Buru-buru aku memakai cardigan dan celana training dalam waktu 10 detik. Aku lalu mengambil kunci sepeda motor sport-ku dan berlari menuruni tangga.

“Bunda, mau ke Gabri bentar. Assalamualaikum!”

Tanpa mendengar jawaban salam dari Bunda, aku langsung menuju garasi dan megendarai sepeda motor kesayanganku tanpa memedulikan angin malam yang sangat dingin.

Setelah sampai di depan rumah Gabri yang jaraknya beberapa blok cukup jauh dari rumahku, aku langsung mematikan mesin motorku di depan pagar rumahnya.

“Gabriella! Gabriella! Bella, bukain! Please, Bel..”

Ah, belum apa-apa air mataku sudah mengalir deras seperti ini. Aku cuman bisa berkomat-kamit mengucap doa apapun agar Gabri tidak mendapratku malam ini, paling parah mungkin mengusirku.

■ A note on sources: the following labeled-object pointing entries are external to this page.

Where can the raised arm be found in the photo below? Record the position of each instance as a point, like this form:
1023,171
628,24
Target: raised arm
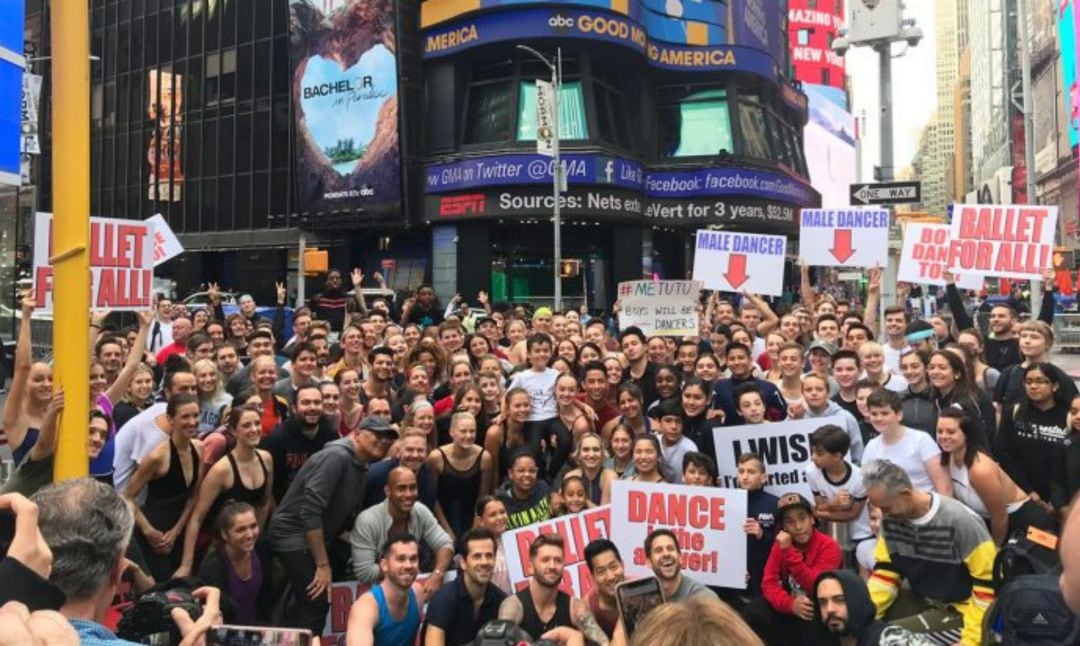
13,405
134,358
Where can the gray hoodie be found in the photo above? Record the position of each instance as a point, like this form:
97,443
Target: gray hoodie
326,494
848,422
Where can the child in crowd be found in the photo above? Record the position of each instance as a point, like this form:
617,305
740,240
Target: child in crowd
838,492
799,554
699,470
751,403
913,451
673,444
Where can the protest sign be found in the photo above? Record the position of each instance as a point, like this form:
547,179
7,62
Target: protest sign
660,308
1012,241
706,522
166,245
121,264
925,256
844,237
577,530
732,261
784,447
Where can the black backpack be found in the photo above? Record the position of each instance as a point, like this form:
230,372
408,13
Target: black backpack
1030,610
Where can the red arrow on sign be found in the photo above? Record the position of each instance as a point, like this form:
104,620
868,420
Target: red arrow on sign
737,270
841,245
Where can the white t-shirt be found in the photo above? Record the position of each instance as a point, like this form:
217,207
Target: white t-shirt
909,453
135,440
541,389
853,484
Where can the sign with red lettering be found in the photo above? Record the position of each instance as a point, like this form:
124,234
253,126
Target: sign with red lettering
784,447
706,521
1012,241
121,264
925,256
577,530
166,245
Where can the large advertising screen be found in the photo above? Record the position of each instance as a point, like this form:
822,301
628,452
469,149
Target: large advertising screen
829,145
345,97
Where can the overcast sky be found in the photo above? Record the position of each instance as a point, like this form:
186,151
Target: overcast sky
914,90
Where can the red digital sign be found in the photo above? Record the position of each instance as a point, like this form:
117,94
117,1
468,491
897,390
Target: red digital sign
812,26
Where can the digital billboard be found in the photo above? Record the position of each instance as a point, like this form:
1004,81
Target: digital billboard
345,97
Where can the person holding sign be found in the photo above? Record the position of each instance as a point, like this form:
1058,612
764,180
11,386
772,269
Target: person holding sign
799,554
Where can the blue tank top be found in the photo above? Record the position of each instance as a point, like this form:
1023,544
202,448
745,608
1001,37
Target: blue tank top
391,632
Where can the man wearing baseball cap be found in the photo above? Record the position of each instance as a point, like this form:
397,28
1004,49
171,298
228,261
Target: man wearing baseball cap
800,553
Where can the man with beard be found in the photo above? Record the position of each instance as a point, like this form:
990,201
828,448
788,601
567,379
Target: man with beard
845,614
326,494
662,550
298,438
389,614
379,382
459,608
605,565
542,607
400,513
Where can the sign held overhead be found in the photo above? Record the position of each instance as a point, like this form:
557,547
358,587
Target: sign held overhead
889,192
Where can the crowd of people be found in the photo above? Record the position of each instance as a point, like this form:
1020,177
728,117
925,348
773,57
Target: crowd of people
394,444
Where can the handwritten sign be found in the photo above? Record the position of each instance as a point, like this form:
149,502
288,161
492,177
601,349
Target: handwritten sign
577,530
706,522
784,447
121,264
844,237
925,255
732,261
1009,241
166,245
660,308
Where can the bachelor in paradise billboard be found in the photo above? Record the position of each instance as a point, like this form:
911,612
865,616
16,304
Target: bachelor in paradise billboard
345,97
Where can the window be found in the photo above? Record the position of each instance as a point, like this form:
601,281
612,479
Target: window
571,111
754,131
700,124
488,112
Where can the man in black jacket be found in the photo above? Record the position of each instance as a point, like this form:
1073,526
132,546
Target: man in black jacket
319,506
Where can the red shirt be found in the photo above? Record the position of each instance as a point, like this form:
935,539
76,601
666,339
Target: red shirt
797,565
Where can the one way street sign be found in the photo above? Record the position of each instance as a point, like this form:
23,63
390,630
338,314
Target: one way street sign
892,192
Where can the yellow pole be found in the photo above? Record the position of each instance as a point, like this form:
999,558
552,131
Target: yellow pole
70,147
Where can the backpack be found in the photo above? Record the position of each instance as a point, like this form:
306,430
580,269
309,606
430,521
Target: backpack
1030,610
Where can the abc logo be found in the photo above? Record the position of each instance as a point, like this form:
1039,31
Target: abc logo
559,22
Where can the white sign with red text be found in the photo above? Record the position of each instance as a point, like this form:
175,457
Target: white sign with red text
707,523
121,264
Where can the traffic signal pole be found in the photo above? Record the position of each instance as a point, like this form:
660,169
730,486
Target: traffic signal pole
70,258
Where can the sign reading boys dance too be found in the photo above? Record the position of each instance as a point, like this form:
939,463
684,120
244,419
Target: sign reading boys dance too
732,261
707,523
577,530
784,447
1014,241
660,308
844,237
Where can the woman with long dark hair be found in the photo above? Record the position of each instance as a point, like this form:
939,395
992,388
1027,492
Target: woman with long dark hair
981,484
1033,432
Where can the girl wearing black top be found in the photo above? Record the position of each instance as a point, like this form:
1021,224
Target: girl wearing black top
171,474
244,474
1034,431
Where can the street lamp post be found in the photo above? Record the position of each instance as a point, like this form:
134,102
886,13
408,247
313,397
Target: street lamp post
556,81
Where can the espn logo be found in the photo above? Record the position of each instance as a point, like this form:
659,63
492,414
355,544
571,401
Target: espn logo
468,204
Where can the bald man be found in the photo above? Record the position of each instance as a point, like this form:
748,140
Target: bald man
400,513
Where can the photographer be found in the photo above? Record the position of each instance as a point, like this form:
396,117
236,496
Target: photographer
88,527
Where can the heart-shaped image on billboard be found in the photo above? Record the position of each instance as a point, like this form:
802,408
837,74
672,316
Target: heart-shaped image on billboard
341,106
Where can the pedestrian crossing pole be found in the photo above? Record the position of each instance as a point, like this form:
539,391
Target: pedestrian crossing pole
70,258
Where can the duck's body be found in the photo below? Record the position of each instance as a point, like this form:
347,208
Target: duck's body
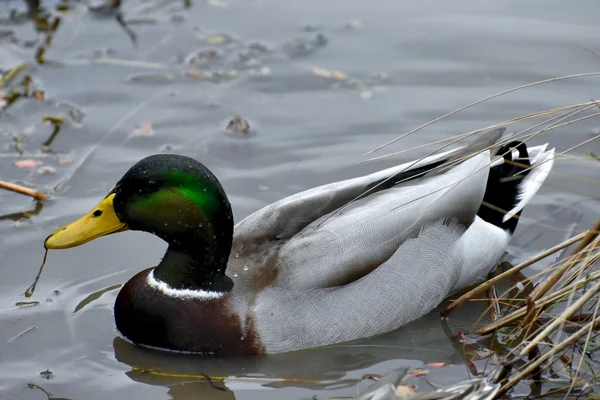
315,268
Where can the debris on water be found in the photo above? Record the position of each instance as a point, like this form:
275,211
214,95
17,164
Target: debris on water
337,75
262,71
203,57
48,394
355,24
216,3
39,95
196,74
418,372
405,390
220,38
25,332
437,364
304,47
22,190
261,46
238,125
29,292
21,222
311,28
47,374
144,130
62,160
27,163
24,304
56,123
152,77
46,169
95,296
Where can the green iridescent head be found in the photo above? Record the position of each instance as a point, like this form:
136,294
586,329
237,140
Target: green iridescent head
179,200
175,198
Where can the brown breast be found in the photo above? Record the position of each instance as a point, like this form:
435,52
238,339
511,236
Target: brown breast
148,317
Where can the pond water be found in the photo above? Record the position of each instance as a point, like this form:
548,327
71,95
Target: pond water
407,63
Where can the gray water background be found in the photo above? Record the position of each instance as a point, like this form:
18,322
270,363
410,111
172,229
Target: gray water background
410,62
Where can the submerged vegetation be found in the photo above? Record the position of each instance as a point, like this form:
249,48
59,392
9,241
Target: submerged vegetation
541,336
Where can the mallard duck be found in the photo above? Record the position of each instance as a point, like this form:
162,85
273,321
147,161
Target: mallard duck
346,260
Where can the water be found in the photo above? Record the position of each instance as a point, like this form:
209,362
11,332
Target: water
411,61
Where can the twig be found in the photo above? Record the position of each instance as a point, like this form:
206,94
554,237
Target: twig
116,126
562,318
22,190
558,273
487,284
481,101
533,366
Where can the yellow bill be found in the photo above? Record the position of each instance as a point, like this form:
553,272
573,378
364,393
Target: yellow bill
100,221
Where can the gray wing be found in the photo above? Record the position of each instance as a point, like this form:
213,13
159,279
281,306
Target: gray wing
338,249
443,257
286,217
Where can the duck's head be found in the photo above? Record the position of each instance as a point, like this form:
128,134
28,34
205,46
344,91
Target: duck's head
175,198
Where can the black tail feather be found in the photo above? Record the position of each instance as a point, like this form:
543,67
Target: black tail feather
501,194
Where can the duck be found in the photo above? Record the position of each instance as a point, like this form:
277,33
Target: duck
343,261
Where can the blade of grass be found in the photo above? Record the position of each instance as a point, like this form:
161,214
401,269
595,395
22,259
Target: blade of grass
481,101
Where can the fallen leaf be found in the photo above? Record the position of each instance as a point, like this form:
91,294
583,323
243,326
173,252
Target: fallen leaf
196,74
418,372
238,125
46,169
405,390
144,130
39,95
337,75
27,163
217,39
437,364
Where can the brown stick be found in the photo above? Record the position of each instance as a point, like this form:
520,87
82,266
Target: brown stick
532,366
553,279
486,285
22,190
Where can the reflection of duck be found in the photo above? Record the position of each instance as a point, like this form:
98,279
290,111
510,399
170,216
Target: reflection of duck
314,268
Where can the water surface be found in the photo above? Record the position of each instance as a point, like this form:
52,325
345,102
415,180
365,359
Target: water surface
409,62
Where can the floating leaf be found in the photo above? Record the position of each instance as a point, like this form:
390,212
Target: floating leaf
47,374
64,160
238,125
46,169
337,75
217,39
39,95
144,130
27,163
196,74
418,372
437,364
405,390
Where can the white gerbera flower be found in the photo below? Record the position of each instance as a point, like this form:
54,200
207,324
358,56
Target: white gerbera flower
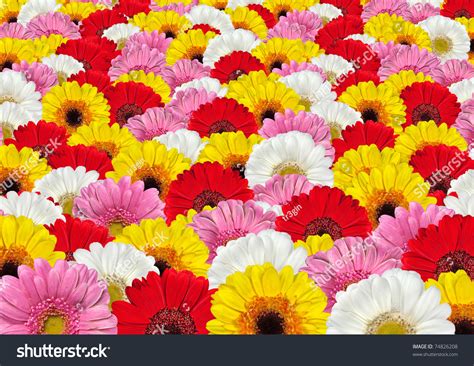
65,66
393,303
333,66
118,265
38,208
187,142
225,44
289,153
14,88
326,12
33,8
267,246
310,86
65,184
337,115
208,83
205,14
449,39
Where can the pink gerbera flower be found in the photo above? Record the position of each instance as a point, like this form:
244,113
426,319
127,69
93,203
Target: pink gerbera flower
230,220
348,261
395,232
183,71
373,8
53,23
154,40
452,71
404,57
115,205
42,75
65,299
185,102
154,122
137,58
304,122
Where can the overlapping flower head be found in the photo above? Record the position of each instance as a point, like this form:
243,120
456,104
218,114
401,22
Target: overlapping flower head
236,167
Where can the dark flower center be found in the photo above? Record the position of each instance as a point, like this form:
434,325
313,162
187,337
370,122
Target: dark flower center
323,225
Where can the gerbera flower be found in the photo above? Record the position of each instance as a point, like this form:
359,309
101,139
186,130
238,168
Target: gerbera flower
175,303
113,264
449,39
324,210
267,246
292,306
109,138
115,205
378,103
392,303
73,302
72,105
424,134
74,233
129,99
205,184
457,289
87,156
230,220
21,242
451,248
357,260
283,154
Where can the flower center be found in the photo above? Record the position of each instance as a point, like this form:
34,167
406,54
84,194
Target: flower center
321,226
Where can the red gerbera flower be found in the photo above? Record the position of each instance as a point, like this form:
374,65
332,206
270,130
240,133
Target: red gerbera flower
446,247
43,137
358,53
352,7
80,155
231,66
429,101
100,20
222,115
88,52
99,79
205,184
75,233
267,16
175,303
458,9
324,210
338,29
364,134
130,99
439,165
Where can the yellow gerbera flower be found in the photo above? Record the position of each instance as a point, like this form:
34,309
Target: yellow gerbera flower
151,163
73,105
20,169
244,18
230,149
378,103
406,78
424,134
457,289
21,242
176,246
316,243
168,22
190,45
152,80
363,160
110,139
385,188
264,301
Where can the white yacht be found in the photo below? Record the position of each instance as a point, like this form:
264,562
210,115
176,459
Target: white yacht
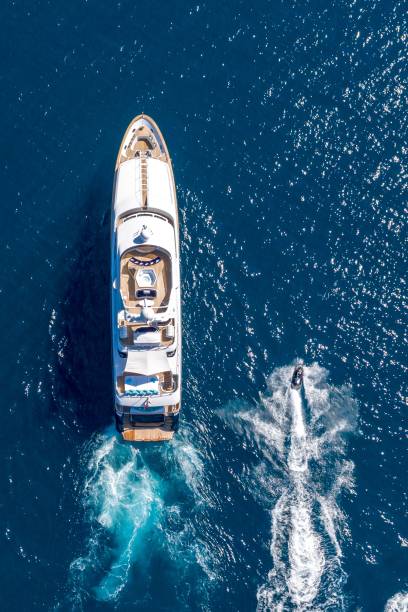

Hatiku seketika lega sekali saat tahu Gabri sendiri yang membuka gerbang utama dengan wajah datar. Daripada muka nenek lampir, lebih baik begini. Mulutku langsung nyengir lebar yang dibalas dengan picingan mata Gabri. Mampus dah, mukanya asem banget.

“Ngapain?” tanya Gabri dengan ritme yang sangat cepat. Bahkan dia mengucapkannya tidak sampai setengah detik.

Tentu saja mukaku berkuda-kuda langsung untuk memasang muka semelas mungkin. Aku harus memilih kalimat yang sopan dan halus. Harus.

“Bella..engg...jangan marah dong sama gue. Gue bisa jelasin semuanya, Bel. Janji deh! Jelasin se jelas-jelasnya. Kalo bisa sampe tengah malem, dan gue sleepover di rumah lo. Mau ya?”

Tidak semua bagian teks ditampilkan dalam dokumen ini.